Monday, January 8, 2007

Anthony Bourdain: No Reservations visits Ghana

Now this is the Anthony Bourdain I know. The one who will eat all the crazy food. He ate a barracuda for crying out loud. And raved about it!

In tonight's episode of Anthony Bourdain: No Reservations, Tony is visiting The Republic of Ghana in West Africa. This is the type of place I will probably never actually go to. But the secret backpacking wanderer inside me knows this is the type of place I would really love. Wide open markets with people selling their wares. Lots of wonderful colors. Lots of SPICY food.

Honestly, I love watching it all on TV, but I'd be kind of scared to go there. But with the language barrier and the Ghana markets being so crowded, fast-paced and confusing, I'd just get frustrated. And with my red hair I'd stick out like a sore thumb which is as good as having the word 'sucker' written on my forehead. At least that is the problem I always ran into when visiting the Caribbean or Eastern Europe. They see "rich female American" and I always get scammed. But in my dreams I wander around markets like Tony does, touching all the fabrics, watching the local people, listening to the music, smelling the foods cooking and stopping to taste a few different treats.

Once he got out of the city, he went to one of the most amazing places in the world: Ghana's Mole National Park. Over 800 elephants live there and they are just beautiful. Tony's sacrine dialogue voiced over all of this wonderful nature and it was quite funny as he was describing a New Yorker's uncomfortableness around wild animals. He even let his viewers know that "you do not want to be anywhere near a farting elephant."

Ghana is a beautiful country and we got to see it all through Tony's eyes. River villages, national parks, uniformed school children, wild marketplaces, beachside communities, and of course a lot of interesting cultural food.

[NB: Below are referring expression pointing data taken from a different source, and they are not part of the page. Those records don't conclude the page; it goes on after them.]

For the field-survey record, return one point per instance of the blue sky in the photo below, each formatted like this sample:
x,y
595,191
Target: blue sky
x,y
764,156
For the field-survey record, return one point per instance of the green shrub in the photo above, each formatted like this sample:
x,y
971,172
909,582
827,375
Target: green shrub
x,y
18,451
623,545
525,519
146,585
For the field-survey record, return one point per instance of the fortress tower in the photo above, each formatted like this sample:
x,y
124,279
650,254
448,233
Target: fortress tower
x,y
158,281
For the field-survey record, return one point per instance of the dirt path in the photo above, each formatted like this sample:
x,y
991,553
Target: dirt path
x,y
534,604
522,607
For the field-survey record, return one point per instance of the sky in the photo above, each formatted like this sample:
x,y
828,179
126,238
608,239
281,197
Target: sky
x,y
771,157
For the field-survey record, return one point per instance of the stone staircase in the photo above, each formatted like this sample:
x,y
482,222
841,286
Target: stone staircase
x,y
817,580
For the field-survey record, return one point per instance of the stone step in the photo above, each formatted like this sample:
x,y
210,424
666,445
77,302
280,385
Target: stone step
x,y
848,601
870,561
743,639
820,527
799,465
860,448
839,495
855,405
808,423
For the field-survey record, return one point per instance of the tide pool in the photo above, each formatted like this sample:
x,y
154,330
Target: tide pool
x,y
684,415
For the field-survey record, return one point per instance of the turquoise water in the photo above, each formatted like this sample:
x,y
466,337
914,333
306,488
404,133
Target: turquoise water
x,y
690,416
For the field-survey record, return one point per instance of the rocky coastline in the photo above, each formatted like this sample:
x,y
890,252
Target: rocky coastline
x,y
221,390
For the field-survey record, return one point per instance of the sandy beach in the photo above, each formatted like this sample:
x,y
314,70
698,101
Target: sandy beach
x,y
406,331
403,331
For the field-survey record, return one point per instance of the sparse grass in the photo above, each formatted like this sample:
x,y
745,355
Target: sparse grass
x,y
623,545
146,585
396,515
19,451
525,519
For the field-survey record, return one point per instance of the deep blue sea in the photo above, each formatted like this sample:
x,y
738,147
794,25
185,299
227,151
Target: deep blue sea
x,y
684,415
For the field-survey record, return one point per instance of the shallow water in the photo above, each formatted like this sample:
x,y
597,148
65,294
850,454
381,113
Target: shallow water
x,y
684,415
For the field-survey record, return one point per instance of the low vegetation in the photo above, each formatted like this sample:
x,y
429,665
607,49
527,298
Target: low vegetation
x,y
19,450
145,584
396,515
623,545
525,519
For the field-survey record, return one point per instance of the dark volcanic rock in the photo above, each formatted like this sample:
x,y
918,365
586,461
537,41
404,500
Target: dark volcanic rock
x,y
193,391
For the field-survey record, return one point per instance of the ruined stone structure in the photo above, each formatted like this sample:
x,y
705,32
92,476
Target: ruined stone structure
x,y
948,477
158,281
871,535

Next week Tony comes back to the States: Portland, OR in the Pacific Northwest.


Tiff said...

Hi, I caught a glitch in your post: English is one of Ghana's official languages. It was colonized by the english, unlike it's neighbors who were mostly colonized by the french. So it's one less thing for you to worry about if you ever do visit Ghana. :-)

rachel said...

Wow! Thanks for correcting me. It totally seem like Anthony needed translators while he was visiting.

Anonymous said...

Rachel, english is the official language of Ghana. People are taught in schools in english. I watched the show and Bourdain didn't really need translators. The guys who brought him to the chop bar, the lady (auntie rose) at the market etc..they all so spoke english...Maybe it was their accent that made it difficult for you to understand but he did perfectly...Also there are so many Americans, Lebanese, Viets, Chinese in Ghana...Visit Ghana you will like. The people are the friendliest ppl in West Africa. And as everywhere being a stranger can facilitate scams just be careful...Take care

Anonymous said...

Hey Rachel,
Nice post! To enjoy Ghana without having to worry about getting scammed(which can happen anywhere), etc, make sure to visit with a group. Doing so drastically reduces chances of getting scammed. And the best deal you can have is actually a Ghanaian friend who's lived in the US(attended college here, etc) for a good amount of time. Someone you know personally or through friends. Case in point, a few of us will be visiting Ghana this summer with my best friend who is Ghanaian and who came to the US on college scholarship, etc. So far so good, everything is planned and we are very excited. There's nothing better than going with an insider. Feel free to join us...we're in Texas ("of all places" :-P)
P.S. Ghana's official language is English(UK), albeit with it's own accent and flavor.

gerald said...

i am from the states but live in the uk know i whent to ghana and it was so lovely i have even planed to to go and live the soon the food and restaurants are beautiful next time you go ask a taxi to take you to osu it is the most bupelar street in ghana with lots of restaurants from there you will enjoy your self and tast the true food of ghana

Anonymous said...

No offense or anything, but Osu has about the least Ghanaian food in Ghana. Visit the northern sector for some very traditional experiences; hell, stay out of Accra entirely.

Herbert van-Vliet said...

Don't worry about the language, don't worry about being a red-haired american girl.

Ghanaians are.. friendly! Many of them show a genuine interest and actually want to help you.

I've been there once and someday I'll go back!